SOPs also enable delegation, freeing the owner to think strategically. When routine operations run smoothly without you, you have time for creative thinking, strategy, testing new ideas, and innovation. You're not stuck in the weeds; you can actually work on the business instead of in it.
And here's something counterintuitive: SOPs make it easier to experiment. If you want to test a new approach, you document it as a temporary SOP variation, try it for a month, measure results, and either adopt it permanently or revert. Without SOPs, you can't even tell if a change helped because you don't have a baseline.
Structure enables creativity. Always has.
11. What measurable changes have you seen—revenue, time, stress, consistency—after implementing SOPs?
The metrics vary by business, but I can share patterns I've seen repeatedly. The most immediate change is time recovery - owners report getting back hours per week within the first 90 days of implementing core SOPs. That's time previously spent answering repetitive questions, redoing work, or being personally involved in routine operations.
For revenue, businesses with solid SOPs typically see growth year-over-year because the owner can finally focus on business development and strategy instead of operations. I worked with a digital marketing agency that couldn't take on new clients because delivery was chaotic. After implementing SOPs, they went from 8 to 23 clients in 18 months with the same core team, tripling revenue.
Quality consistency improves dramatically. Error rates drop, customer complaints decrease, and client satisfaction scores increase. One e-commerce business I worked with reduced shipping errors from 8% to under 1% within six months just by documenting their fulfillment process properly.

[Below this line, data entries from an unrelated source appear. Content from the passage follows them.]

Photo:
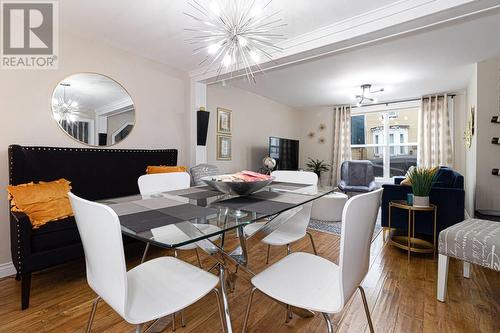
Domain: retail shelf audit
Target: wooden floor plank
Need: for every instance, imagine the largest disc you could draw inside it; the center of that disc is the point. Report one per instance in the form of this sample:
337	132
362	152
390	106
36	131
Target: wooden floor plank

Employee retention often improves because jobs become less stressful and chaotic. People aren't guessing how to do their work or getting blamed for mistakes when they weren't properly trained. Clear expectations and proper training make jobs more satisfying.

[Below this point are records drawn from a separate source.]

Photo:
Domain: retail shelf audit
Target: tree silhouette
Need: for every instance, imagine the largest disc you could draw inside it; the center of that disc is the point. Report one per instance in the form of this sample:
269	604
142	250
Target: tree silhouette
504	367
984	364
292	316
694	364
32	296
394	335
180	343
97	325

The hardest metric to quantify but most valuable is stress reduction. Owners report sleeping better, taking actual vacations, and feeling like they own a business instead of having a business own them. That's the change that makes everything else possible.
The key is you have to measure. Pick 3-5 metrics before you start, track them monthly, and watch what happens.
12. If a business owner could only take one step this month toward building SOPs, what should it be and why?
Here's what I want you to do: identify the one process that happened this week that frustrated you the most - where you thought "I've explained this a hundred times," or "I can't believe I'm still doing this myself," or "this took way longer than it should have."
That process? Record yourself doing it next time. Use Scribe, Loom, your phone, whatever. Just screen record or video yourself performing the task while narrating what you're doing and why. Takes 10-15 minutes. Don't edit it, don't make it perfect, just capture it.
Then have someone else try to follow your recording and do the task. Watch what they struggle with. That shows you where you need more clarity. Turn those notes into a simple written checklist or step-by-step guide. Congratulations - you've created your first SOP.
Why start here? Because this gives you the immediate dopamine hit of relief when someone else can now do that thing without asking you. It proves to you that SOPs work, and it's so much easier to do the second SOP after you've felt the benefit of the first one.
Don't overthink it. Don't buy fancy software yet. Don't try to document everything. Just capture one painful process this month, feel the relief when someone else can do it, and let that momentum carry you to the next one.
The business you want is built one SOP at a time, starting with the one that's hurting you today. That's where you begin.